ラスボスが最後のステージで自白するような、そんなメッセージを聞かなくてはいけない僕はなんだろうか。

「他人が恋愛をしたがる。でも恋愛なんてできない。できない理由は人それぞれだけれど。結局誰もできないのだから夢なんて見ない方がいいじゃない?」

「僕にあんなことをしたのは、嫌がらせのためか?」

「いいえ。純粋に、男の子に詰め寄ってキスしたらどうなるか試したかっただけよ。思いのほかうまくいったけれど・・。」

「恋愛感情はなかったのか。」

「男と一緒よ。性欲は満たせたけど、恋愛感情はまだわからないわね。」

「・・・。」

それはある意味、喜んでいいことなんだろうか。

「じゃぁ、僕じゃなくてもいい事になるな。」

「突然なにを言っているのかしらね。貴方はそこまで仲の良い男友達がいなかったから、そこまで拡散されにくいと思っただけだし。何より・・。」

「何より?」

「何でもないわ。しゃべることが無くなってきて、変なことを言ったわね。」

いや、最初から十分に変だと思う。変態という意味で変だ。



その後、僕は梓になんとか歌わせることに成功した。

まさか、本当に音痴だとは思わなかったが。音がずれるというか、ジャイアンとは違う意味で絶望的だった。

テンポがまず合ってない。その絶望的に合ってない歌は、そもそも歌にすらなっていないのだった。

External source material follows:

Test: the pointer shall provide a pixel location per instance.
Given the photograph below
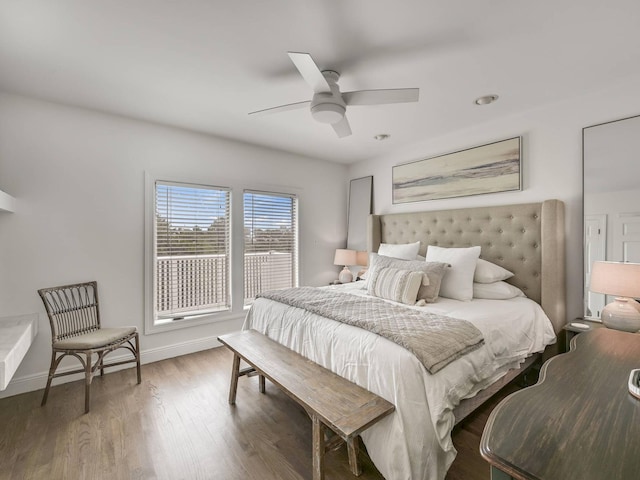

ジャイアンとか、一線越えればある意味デスボイスに聞こえるからな。

「さて。どうしましょうか。」

「疲れた・・。」

テンポがズレまくるという意味での音痴を修復する方法は分からなかったため、カラオケはしばらく行かない事にした。

「もう夜だからな。妹が待っている。」

「そう。」

「えぇと。他に何かあるのか?」

「貴方は、本当は私に何かしたいことはあるんでしょう?」

「・・・・。」

「そういうのも、私は確かめたい。」

「恋愛がしてみたいのなら、最初からそう言えばいいんじゃないか。」

「本当なら、恵も巻き込んでみたかったけれど。」

だからなんでそんなに恵を巻き込みたがるんだろうか。

恵から吐きそうになったとか、もしまた教室でやったら本当に階段から叩き落とすとか言われているのに。

「お別れ、程度でいいんだな。」

「そうね。むしろ逆に恥ずかしいけれど。」

突っ込みどころの多い言動は無視したほうがいいだろう。

僕は雨の中、梓とキスをした。

確かに、梓のいう通り別の意味で恥ずかしい行為に感じたが。

梓に取っても、実際のところは前より緊張しているのかもしれない。

「また明日ね。」

そう言って、梓は自分が帰る方向へ去っていった。